Originally Posted by
SeeDub
I argue that you leave the A and B plan as they are and provide a simple pay increase on the order of 30% which would allow the individual to take care of their own retirement needs.
Much of which would be eaten up by taxes.
"Deferred" compensation is ideal because you don't pay taxes on it while you are making the big bucks, you wait until you are only drawing on that pension to pay the taxes, which presumably (unless you still had other income from other ventures) would be much less after you retire.
Defined Benefit plans put the risk of future earnings on the company instead of the individual. They are very valuable, so long as the company remains solvent and keeps its promise to pay.
The problem isn't with the DB type plan, the problem is with companies that refuse to keep their word and politicians (and citizens) who allow them to do so.
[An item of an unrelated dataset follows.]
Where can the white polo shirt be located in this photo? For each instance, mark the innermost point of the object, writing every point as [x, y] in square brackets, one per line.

Try asking a government employee with a DB plan to give it up in exchange for a 401K. They will look at you like you have 13 heads. That is because they "know" that the government will "always" be there to keep their promise of that defined benefit pension.
Imagine the federal government reneging on their promise to pay military retirements. Don't think you'd get nearly as many people to serve their country for 20 years if they thought there was a chance they wouldn't receive the pension they were promised.
Pension plans are an excellent retirement vehicle, as long as the entity that promises to pay keeps that promise.